The category error collected its tax. Every new question — "which categories drive repeat purchases?", "what does the funnel look like for users who got discounts?" — was a Spark full-table scan, because Cassandra answers the queries you modeled for and nothing else. A columnar warehouse answers ad-hoc questions in seconds; we'd built our analytics on a database that structurally can't. It's telling that the next system I built for this exact workload (at CustomerGlu, the successor company) kept the same shape — webhook in, events stored, models on top — but landed events in ClickHouse, where the ad-hoc questions cost nothing. That's the retrospective verdict in one sentence: Cassandra was the right ingestion engine and the wrong analytics store, and we'd accidentally hired it for both jobs.

What I'd do today

The shape survives: real-time webhook in, one-time backfill, offline feature jobs, queue back to the client. Seven years later I'd keep every arrow in that diagram and change most of the boxes — events land in ClickHouse or a lakehouse table instead of a ring I operate; the webhook becomes a managed ingestion endpoint; Spark becomes whatever the warehouse runs natively; the discount model gets better tooling but the same features.

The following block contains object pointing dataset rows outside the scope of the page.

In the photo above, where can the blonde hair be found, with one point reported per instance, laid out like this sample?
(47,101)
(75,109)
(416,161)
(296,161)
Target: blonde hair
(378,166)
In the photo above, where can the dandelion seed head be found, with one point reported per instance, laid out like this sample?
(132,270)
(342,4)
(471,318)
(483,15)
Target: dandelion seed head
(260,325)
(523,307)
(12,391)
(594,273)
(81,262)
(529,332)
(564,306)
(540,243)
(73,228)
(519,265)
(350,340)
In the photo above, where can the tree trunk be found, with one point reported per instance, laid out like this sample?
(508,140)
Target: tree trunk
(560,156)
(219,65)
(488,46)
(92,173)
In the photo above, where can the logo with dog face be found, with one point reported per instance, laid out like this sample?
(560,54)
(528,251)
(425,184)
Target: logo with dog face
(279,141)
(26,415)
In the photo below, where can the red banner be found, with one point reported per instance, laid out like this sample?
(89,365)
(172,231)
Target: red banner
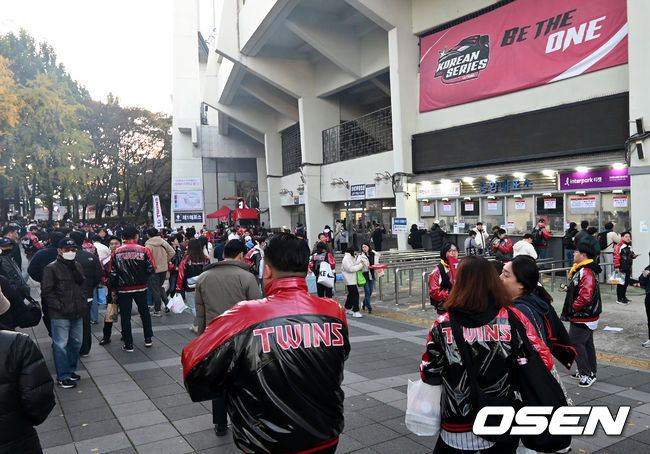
(524,44)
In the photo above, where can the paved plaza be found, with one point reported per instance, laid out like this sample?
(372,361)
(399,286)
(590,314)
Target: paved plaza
(135,402)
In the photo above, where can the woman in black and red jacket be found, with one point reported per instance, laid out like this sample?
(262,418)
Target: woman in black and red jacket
(188,270)
(478,303)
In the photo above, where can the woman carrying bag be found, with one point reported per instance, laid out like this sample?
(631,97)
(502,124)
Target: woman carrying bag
(477,334)
(351,264)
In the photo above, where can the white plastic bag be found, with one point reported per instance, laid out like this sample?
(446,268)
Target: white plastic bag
(616,278)
(423,408)
(325,275)
(176,304)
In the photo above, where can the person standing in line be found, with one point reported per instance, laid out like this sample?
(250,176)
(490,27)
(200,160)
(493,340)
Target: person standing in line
(351,264)
(26,391)
(221,286)
(162,253)
(293,386)
(92,269)
(582,307)
(540,237)
(129,270)
(319,256)
(482,238)
(188,271)
(371,259)
(524,247)
(113,243)
(67,302)
(623,257)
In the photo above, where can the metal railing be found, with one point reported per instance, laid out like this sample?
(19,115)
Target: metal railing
(366,135)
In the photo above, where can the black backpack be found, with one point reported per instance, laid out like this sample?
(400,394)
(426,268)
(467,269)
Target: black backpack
(602,240)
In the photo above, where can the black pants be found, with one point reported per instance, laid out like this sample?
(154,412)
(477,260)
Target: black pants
(582,339)
(647,311)
(352,301)
(621,289)
(158,294)
(125,301)
(498,448)
(219,414)
(86,339)
(323,291)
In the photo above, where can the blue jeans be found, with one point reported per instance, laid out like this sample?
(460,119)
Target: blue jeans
(99,298)
(66,342)
(367,292)
(189,301)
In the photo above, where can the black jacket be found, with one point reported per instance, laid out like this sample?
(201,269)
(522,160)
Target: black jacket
(26,393)
(10,270)
(490,342)
(92,269)
(130,267)
(63,290)
(40,260)
(280,362)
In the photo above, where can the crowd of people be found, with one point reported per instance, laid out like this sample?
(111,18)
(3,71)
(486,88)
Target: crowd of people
(247,292)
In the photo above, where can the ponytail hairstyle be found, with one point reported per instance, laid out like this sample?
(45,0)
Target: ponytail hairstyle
(526,272)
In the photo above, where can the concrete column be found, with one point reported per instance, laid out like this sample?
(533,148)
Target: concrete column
(403,57)
(316,115)
(639,67)
(278,215)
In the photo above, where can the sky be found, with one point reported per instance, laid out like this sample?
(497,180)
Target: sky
(118,46)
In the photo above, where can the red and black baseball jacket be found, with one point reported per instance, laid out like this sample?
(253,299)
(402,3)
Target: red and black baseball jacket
(130,267)
(280,362)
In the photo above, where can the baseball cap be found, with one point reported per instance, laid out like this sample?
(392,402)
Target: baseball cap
(66,243)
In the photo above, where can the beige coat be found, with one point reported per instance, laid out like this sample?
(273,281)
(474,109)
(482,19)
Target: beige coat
(162,252)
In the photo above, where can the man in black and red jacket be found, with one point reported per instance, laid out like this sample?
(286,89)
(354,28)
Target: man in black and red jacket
(279,360)
(128,273)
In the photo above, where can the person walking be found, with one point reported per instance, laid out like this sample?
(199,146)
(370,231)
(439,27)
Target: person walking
(476,304)
(623,257)
(129,270)
(350,264)
(26,391)
(219,287)
(320,255)
(92,270)
(582,307)
(188,271)
(162,253)
(441,279)
(369,273)
(67,302)
(290,383)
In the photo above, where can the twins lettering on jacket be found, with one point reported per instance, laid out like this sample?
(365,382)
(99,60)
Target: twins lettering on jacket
(494,332)
(306,335)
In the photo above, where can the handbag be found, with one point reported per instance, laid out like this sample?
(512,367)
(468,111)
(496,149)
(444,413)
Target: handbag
(325,275)
(423,416)
(537,387)
(111,313)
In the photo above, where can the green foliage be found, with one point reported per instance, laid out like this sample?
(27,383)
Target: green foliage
(59,144)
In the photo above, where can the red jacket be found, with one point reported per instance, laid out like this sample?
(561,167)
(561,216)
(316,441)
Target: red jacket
(280,361)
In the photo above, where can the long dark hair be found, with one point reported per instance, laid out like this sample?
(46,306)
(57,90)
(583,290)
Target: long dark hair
(477,282)
(526,272)
(195,251)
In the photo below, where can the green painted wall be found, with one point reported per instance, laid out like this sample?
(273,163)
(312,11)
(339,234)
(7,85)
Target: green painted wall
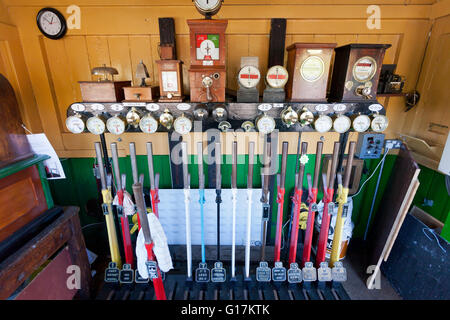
(80,186)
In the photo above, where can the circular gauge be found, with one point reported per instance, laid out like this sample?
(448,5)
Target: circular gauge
(342,124)
(312,68)
(133,117)
(364,69)
(78,107)
(323,124)
(306,117)
(95,125)
(289,116)
(116,107)
(208,7)
(182,125)
(152,106)
(340,107)
(277,77)
(321,108)
(249,76)
(97,107)
(265,124)
(75,124)
(51,23)
(361,123)
(115,125)
(148,124)
(166,119)
(206,47)
(379,123)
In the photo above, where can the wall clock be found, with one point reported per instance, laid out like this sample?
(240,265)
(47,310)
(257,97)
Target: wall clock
(51,23)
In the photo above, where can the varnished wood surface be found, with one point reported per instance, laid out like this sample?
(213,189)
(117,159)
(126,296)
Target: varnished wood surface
(14,145)
(22,199)
(65,229)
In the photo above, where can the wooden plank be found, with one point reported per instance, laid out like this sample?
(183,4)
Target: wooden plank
(388,217)
(119,52)
(400,218)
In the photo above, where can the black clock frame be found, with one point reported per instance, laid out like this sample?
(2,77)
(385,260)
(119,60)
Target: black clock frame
(63,30)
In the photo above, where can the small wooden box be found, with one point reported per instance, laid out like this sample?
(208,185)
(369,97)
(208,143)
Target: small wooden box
(356,66)
(198,91)
(103,91)
(309,67)
(170,80)
(167,52)
(147,94)
(214,32)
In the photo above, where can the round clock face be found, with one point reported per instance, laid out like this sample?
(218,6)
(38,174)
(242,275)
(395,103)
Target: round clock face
(115,125)
(312,68)
(277,77)
(364,69)
(323,124)
(208,6)
(51,23)
(182,125)
(206,47)
(265,124)
(342,124)
(95,125)
(361,123)
(249,76)
(379,123)
(75,124)
(148,124)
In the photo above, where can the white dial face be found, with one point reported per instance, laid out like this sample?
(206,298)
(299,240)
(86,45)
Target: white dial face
(249,76)
(323,124)
(206,47)
(207,4)
(265,124)
(312,68)
(182,125)
(364,69)
(361,123)
(75,124)
(116,107)
(78,107)
(95,125)
(379,123)
(339,107)
(148,124)
(152,107)
(321,108)
(277,77)
(50,23)
(342,124)
(115,125)
(97,107)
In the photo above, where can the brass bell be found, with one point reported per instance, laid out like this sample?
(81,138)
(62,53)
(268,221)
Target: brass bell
(166,119)
(289,117)
(306,117)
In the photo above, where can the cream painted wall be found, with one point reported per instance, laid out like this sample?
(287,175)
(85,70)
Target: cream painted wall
(120,33)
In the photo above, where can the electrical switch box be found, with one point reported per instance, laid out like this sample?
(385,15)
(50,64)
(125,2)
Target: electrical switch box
(369,145)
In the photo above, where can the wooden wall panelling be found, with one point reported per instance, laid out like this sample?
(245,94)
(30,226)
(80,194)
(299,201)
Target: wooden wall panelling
(140,49)
(249,25)
(119,53)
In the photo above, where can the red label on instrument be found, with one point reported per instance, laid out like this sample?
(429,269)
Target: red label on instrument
(274,76)
(201,38)
(249,76)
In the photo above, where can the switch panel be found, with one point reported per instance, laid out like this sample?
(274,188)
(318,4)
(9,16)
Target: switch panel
(370,145)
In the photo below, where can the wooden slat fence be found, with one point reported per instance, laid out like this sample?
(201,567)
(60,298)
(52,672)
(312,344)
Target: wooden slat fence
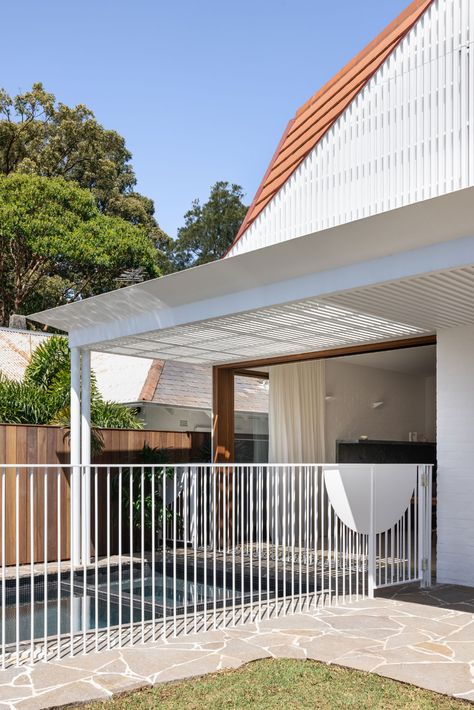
(23,445)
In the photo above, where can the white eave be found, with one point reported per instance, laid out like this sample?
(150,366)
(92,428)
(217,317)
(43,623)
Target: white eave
(300,295)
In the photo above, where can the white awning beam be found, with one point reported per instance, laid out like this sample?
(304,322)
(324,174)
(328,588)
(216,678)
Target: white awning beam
(186,316)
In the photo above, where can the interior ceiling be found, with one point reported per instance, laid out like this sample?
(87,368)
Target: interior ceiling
(410,361)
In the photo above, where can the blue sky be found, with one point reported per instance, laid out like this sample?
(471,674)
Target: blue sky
(201,90)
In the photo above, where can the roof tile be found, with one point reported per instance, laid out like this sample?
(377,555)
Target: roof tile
(321,111)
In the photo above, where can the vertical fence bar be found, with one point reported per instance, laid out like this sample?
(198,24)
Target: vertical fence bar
(233,544)
(292,521)
(4,601)
(300,541)
(58,540)
(267,494)
(142,550)
(214,545)
(329,551)
(45,563)
(251,537)
(308,509)
(84,528)
(224,514)
(242,542)
(17,559)
(277,516)
(186,536)
(96,559)
(371,541)
(284,514)
(120,534)
(195,541)
(130,535)
(153,572)
(32,563)
(323,514)
(164,509)
(315,533)
(175,494)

And the build-vs-buy call inverts. In 2019, managed Cassandra on Azure was a compatibility layer with a pricing model hostile to firehoses, and self-hosting was genuinely the defensible choice — I'd defend it again for that year and that team. Today the managed options are real, and two engineers choosing to operate their own distributed database in 2026 would need a much better excuse than we had. The ops burden didn't make us better engineers in any way that compounding mattered; it made us tired. The week I spent watching a replacement node stream data taught me plenty about Cassandra internals and nothing about discount recommendation, and discount recommendation was the business.

Validation note: the CQL schema, webhook handler, and both Spark jobs in this post were executed this week against Cassandra 3.11 in Docker — schema applied via cqlsh, the Node handler writing and reading back real rows end-to-end (including re-POSTing the same batch and confirming the row count doesn't change), and the PySpark backfill + feature jobs running against the same ring via the spark-cassandra-connector. The Service Bus snippet was validated in dry-run (client and message construction, no live send) against azure-servicebus v7. The validation scripts live in this site's repo under research/code-validation/.